NEW YORK ( ETF Expert) -- Las Vegas odds-makers believe the San Francisco 49ers will beat the Baltimore Ravens to win Superbowl XLVII Sunday. That's what is implied by a four-point spread. In contrast, if the professionals did not feel that the 49ers had a definitive edge, there would neither be a spread nor a so-called "favorite."
Yet, an equal percentage of gamblers are likely to bet on a Ravens victory. Some will choose the Ravens because they expect the 49ers to win by three points or fewer. Some will choose the Ravens because they expect the team to win outright. Others will choose a team based on little more than a hunch that one squad will prevail.
Why am I bringing up the big game? In part, it's to illustrate that nobody has any idea who will hoist the Lombardi Trophy. Professional odds-makers, gamblers, grandpas, the guy down the street -- there's not a person who knows how the future will actually unfold. (Note: For what it's worth, I like San Fran.)

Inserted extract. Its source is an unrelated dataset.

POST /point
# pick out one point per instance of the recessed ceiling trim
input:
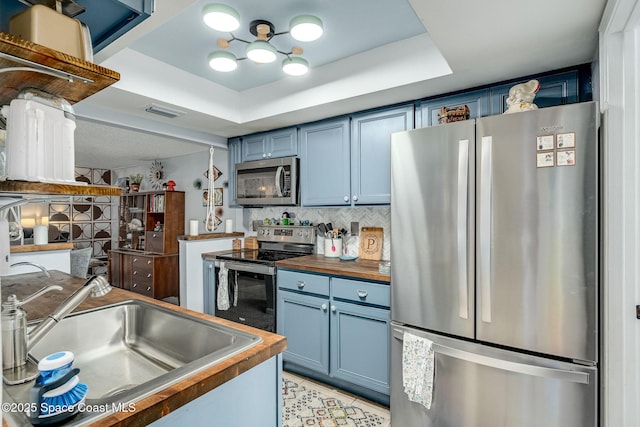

Bringing the conversation back around to the world of finance, how many economists successfully "predicted" that U.S. gross domestic product (GDP) would contract in the final quarter of 2012? I haven't seen a single credible "call."Similarly, how many investment gurus expressed confidence that Greece would still be a member of the European Union by the end of 2012? Didn't an overwhelming majority of folks insist that a "Grexit" was imminent? Even when a superstar goes out on a limb with a bold prognostication, he/she did not actually know how the future would ultimately play out. Consider hedge fund sage John Paulson. The wunderkind was supposedly prescient for shorting sub-prime loans prior to the 2008 financial collapse. Yet, he went on to lose -53% in 2011 and -18% in 2012 -- hedge fund category returns that ranked "dead last" and second-to-last respectively. Predictive powers do not exist. Still, the media frequently ask if I am bullish on this or bearish on that. Yes, I have definitive opinions... I was born and raised in New York, for heck's sake. On the other hand, my finest quality as an asset manager is understanding how to minimize the loss when I am wrong.